Pat Dunigan's studio is brimming with vibrant, wall-to-wall creations.

pat dunigan

Pat Dunigan relaxes in her small Rumson studio amid a selection of colorful canvases from her recent Oops series. Courtesy of Lizzie Dunigan

For artist Pat Dunigan, a Rumson studio has been the perfect sanctuary during Covid-19 lockdowns and dreary winter weather. The black-shingled exterior and dark roof of the tiny building give no indication of what lies within: a brightly lit space lined wall-to-wall with Dunigan’s brilliantly colorful creations. Even Dunigan’s overalls are pleasingly speckled with acrylic paint in a rainbow of colors. 

“I’m stacking everything up,” Dunigan says of the studio. “I’m totally out of space.” But that’s okay. In fact, Dunigan’s newest series, titled Oops, is the product of a happy accident, courtesy of the tight quarters. “I keep a box of cutout pieces of colorful paper around to do designs with.

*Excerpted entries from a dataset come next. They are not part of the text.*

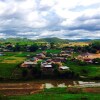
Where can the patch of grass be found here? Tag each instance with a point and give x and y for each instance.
(6, 69)
(56, 94)
(53, 51)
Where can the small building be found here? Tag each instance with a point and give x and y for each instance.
(63, 68)
(28, 64)
(88, 60)
(47, 68)
(40, 56)
(1, 53)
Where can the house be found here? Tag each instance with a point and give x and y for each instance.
(28, 64)
(88, 60)
(40, 56)
(1, 54)
(59, 59)
(63, 69)
(47, 68)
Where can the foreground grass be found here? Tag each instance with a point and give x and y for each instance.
(56, 94)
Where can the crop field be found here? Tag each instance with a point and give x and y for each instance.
(72, 44)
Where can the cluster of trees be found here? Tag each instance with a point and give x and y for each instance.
(17, 47)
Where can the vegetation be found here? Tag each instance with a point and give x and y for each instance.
(57, 94)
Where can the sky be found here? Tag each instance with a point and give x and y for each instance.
(66, 19)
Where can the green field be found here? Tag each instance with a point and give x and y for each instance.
(56, 94)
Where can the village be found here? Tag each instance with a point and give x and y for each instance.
(49, 62)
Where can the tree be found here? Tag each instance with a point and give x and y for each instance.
(17, 47)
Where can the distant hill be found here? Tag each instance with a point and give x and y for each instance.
(54, 39)
(48, 40)
(86, 40)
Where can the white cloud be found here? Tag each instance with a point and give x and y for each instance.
(49, 18)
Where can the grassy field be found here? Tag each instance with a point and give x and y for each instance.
(88, 70)
(56, 94)
(9, 62)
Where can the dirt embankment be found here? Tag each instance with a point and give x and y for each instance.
(20, 88)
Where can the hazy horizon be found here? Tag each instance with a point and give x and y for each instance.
(65, 19)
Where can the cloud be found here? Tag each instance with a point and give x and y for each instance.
(34, 19)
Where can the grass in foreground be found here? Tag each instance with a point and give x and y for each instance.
(56, 94)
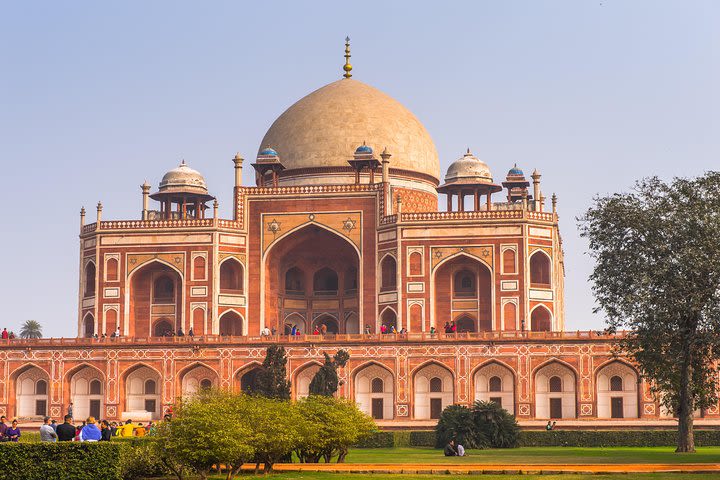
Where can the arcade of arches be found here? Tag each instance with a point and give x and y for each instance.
(312, 281)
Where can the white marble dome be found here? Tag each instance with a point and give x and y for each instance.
(468, 169)
(323, 129)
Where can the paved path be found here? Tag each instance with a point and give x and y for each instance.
(483, 468)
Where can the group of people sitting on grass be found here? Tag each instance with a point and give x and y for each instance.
(453, 449)
(88, 430)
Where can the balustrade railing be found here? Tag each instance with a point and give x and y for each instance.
(22, 343)
(154, 224)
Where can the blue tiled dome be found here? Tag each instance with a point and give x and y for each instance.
(363, 149)
(515, 171)
(268, 151)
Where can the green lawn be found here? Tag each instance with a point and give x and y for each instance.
(360, 476)
(535, 455)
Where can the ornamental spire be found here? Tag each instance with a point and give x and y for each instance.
(347, 67)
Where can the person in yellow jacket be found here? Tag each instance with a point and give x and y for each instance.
(127, 429)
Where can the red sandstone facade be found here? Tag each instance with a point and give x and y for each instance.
(347, 249)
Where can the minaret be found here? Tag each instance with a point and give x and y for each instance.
(347, 67)
(237, 160)
(146, 199)
(536, 189)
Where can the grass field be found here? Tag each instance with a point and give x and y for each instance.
(360, 476)
(536, 455)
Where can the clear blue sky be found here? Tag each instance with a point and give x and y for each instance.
(96, 97)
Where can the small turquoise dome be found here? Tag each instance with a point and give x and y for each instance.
(363, 149)
(515, 171)
(268, 151)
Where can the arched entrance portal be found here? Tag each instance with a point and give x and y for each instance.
(155, 295)
(312, 273)
(463, 292)
(329, 323)
(231, 324)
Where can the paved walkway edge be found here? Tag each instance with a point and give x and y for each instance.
(495, 469)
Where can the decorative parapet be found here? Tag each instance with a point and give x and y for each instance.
(157, 224)
(423, 337)
(312, 189)
(474, 215)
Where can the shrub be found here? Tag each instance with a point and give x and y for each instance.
(139, 460)
(456, 423)
(422, 438)
(378, 440)
(62, 460)
(497, 425)
(329, 427)
(612, 438)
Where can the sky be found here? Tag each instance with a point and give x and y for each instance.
(96, 97)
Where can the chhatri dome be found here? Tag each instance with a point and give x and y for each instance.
(183, 179)
(323, 129)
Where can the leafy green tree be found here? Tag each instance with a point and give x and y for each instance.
(657, 274)
(456, 423)
(272, 380)
(275, 431)
(31, 329)
(326, 382)
(485, 425)
(329, 427)
(495, 424)
(212, 428)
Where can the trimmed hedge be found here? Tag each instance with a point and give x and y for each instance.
(61, 460)
(555, 438)
(613, 438)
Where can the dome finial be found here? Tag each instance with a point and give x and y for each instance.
(347, 67)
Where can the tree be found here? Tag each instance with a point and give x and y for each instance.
(272, 380)
(456, 423)
(212, 428)
(275, 430)
(484, 425)
(495, 424)
(657, 274)
(326, 382)
(329, 427)
(31, 329)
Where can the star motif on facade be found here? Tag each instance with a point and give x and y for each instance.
(274, 226)
(349, 224)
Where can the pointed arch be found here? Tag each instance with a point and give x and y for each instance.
(556, 384)
(139, 298)
(192, 376)
(77, 390)
(541, 318)
(276, 258)
(373, 387)
(443, 297)
(540, 267)
(88, 325)
(232, 323)
(433, 387)
(388, 272)
(294, 318)
(305, 225)
(490, 373)
(301, 378)
(614, 402)
(232, 276)
(90, 278)
(245, 378)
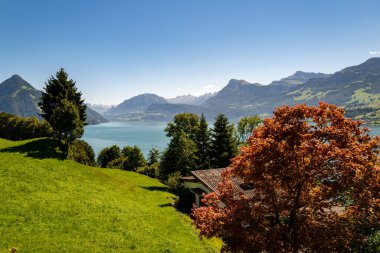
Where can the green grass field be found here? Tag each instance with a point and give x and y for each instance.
(49, 204)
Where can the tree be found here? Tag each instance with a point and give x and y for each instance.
(223, 144)
(203, 144)
(316, 183)
(107, 155)
(153, 156)
(66, 121)
(134, 158)
(61, 91)
(179, 156)
(246, 125)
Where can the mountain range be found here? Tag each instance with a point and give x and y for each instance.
(355, 88)
(19, 97)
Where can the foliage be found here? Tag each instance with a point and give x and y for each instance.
(316, 185)
(223, 143)
(50, 205)
(152, 170)
(373, 243)
(134, 158)
(81, 152)
(203, 144)
(187, 123)
(17, 128)
(117, 163)
(174, 181)
(179, 156)
(153, 156)
(66, 121)
(60, 98)
(108, 154)
(246, 125)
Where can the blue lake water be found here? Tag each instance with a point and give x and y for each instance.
(144, 134)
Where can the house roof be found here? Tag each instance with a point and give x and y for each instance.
(211, 178)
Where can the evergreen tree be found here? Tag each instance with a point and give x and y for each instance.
(245, 127)
(223, 143)
(153, 156)
(180, 156)
(203, 144)
(66, 121)
(58, 89)
(183, 122)
(134, 158)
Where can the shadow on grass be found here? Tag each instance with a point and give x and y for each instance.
(166, 205)
(156, 188)
(39, 149)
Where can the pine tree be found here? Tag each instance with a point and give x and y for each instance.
(203, 144)
(57, 90)
(223, 143)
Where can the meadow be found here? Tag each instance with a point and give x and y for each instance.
(50, 204)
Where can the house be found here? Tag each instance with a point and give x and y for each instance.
(206, 181)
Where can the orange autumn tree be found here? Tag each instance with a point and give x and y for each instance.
(315, 176)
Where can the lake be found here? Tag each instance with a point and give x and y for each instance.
(144, 134)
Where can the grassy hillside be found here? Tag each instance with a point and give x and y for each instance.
(49, 204)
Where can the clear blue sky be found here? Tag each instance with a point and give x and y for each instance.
(117, 49)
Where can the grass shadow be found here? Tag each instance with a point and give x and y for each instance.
(156, 188)
(166, 205)
(39, 149)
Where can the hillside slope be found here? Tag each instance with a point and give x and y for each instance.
(49, 204)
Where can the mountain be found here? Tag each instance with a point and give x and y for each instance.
(135, 104)
(298, 78)
(99, 108)
(190, 99)
(19, 97)
(355, 88)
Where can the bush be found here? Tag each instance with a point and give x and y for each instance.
(373, 243)
(107, 155)
(152, 170)
(116, 163)
(134, 158)
(174, 182)
(18, 128)
(81, 152)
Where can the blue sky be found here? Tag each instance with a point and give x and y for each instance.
(117, 49)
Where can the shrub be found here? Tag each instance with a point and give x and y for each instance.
(81, 152)
(108, 154)
(150, 170)
(134, 158)
(116, 163)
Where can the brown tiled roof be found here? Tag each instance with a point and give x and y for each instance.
(212, 177)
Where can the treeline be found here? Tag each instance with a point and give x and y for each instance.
(18, 128)
(193, 146)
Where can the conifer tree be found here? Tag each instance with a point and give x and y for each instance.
(203, 144)
(58, 92)
(223, 143)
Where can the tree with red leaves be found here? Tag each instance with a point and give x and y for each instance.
(316, 181)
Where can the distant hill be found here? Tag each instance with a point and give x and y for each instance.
(355, 88)
(19, 97)
(298, 78)
(190, 99)
(135, 105)
(99, 108)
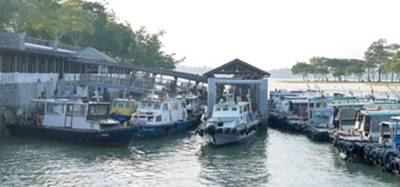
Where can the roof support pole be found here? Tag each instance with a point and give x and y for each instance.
(15, 63)
(37, 64)
(1, 62)
(46, 65)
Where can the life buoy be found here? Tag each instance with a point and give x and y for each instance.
(39, 120)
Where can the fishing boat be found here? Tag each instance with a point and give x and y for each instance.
(123, 108)
(320, 119)
(383, 153)
(72, 121)
(159, 116)
(366, 126)
(230, 122)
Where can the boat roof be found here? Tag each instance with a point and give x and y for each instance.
(299, 101)
(232, 103)
(124, 100)
(396, 118)
(391, 124)
(67, 101)
(283, 94)
(381, 112)
(356, 104)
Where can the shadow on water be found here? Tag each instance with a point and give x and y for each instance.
(242, 164)
(26, 161)
(362, 169)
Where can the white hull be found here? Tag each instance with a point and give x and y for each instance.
(223, 139)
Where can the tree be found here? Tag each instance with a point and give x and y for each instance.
(376, 56)
(355, 68)
(319, 68)
(301, 68)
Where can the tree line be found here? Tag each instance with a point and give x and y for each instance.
(85, 23)
(381, 63)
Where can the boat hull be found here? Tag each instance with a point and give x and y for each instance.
(219, 138)
(109, 137)
(145, 131)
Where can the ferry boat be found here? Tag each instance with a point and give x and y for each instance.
(72, 121)
(230, 122)
(383, 153)
(123, 108)
(157, 116)
(320, 119)
(366, 126)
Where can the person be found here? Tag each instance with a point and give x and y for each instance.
(336, 117)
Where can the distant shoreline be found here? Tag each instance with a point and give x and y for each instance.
(337, 82)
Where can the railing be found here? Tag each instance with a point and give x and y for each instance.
(10, 78)
(129, 82)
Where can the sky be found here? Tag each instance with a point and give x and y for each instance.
(268, 34)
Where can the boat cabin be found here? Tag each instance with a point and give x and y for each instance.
(230, 114)
(368, 122)
(389, 133)
(123, 108)
(159, 111)
(65, 113)
(319, 112)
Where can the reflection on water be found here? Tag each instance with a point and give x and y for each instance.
(236, 164)
(273, 158)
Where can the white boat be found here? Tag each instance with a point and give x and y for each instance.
(157, 116)
(72, 121)
(230, 122)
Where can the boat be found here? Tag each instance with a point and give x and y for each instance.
(366, 126)
(73, 121)
(122, 109)
(160, 116)
(383, 153)
(320, 119)
(230, 122)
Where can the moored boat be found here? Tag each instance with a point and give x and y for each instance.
(157, 116)
(123, 108)
(72, 121)
(231, 122)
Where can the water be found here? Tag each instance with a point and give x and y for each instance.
(270, 158)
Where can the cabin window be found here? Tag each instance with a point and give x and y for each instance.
(157, 107)
(53, 108)
(175, 106)
(158, 118)
(165, 107)
(77, 110)
(98, 110)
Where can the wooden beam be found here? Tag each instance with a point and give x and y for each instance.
(16, 63)
(37, 64)
(1, 62)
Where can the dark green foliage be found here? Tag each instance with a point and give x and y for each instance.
(84, 23)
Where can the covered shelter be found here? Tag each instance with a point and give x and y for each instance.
(245, 80)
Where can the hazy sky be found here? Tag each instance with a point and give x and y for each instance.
(266, 33)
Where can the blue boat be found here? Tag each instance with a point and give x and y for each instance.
(72, 121)
(160, 116)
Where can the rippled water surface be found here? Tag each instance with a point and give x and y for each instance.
(270, 158)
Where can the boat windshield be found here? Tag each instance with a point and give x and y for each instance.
(150, 106)
(119, 104)
(98, 111)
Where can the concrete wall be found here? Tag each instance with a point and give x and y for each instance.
(15, 95)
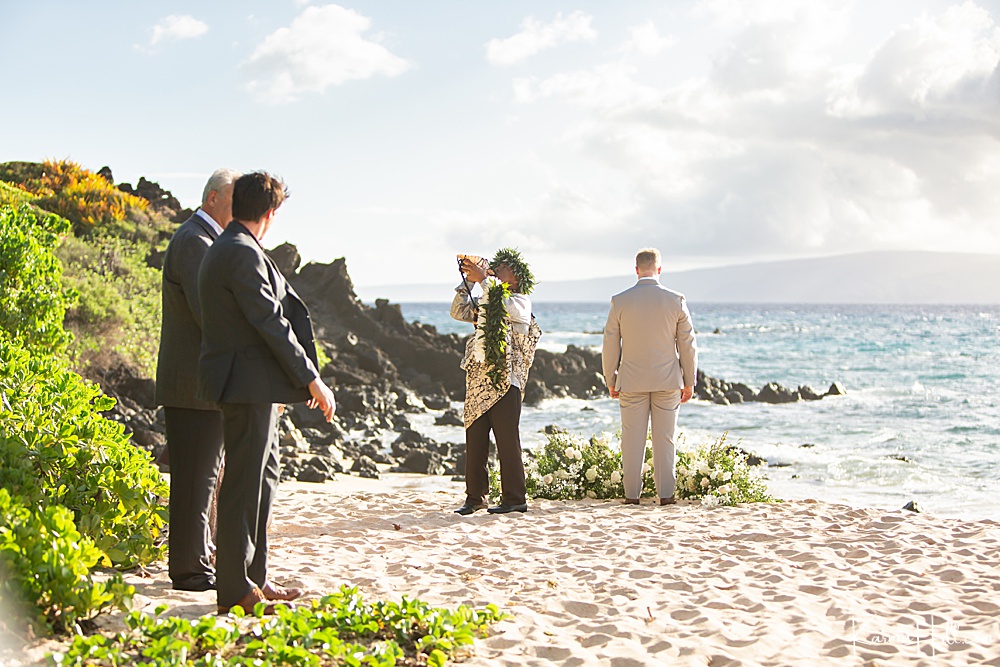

I dropped the box, and the paper scattered over a big, solid background piece I had laying on the floor. It looked so cool,” she says. The incident has inspired more than 30 paintings.

After studying fine arts and languages in college, Dunigan veered toward advertising, where she worked as the head of marketing for several companies. Traveling and expending her creative energy on her job, she stopped painting. It wasn’t until she acquired the studio space that she seriously picked up her paintbrush again. “I always knew I wanted to do this,” Dunigan says, “but I didn’t prioritize it or make time for it until about two years ago, when I decided I would like a space where I can put my work and go to be solely focused on it.”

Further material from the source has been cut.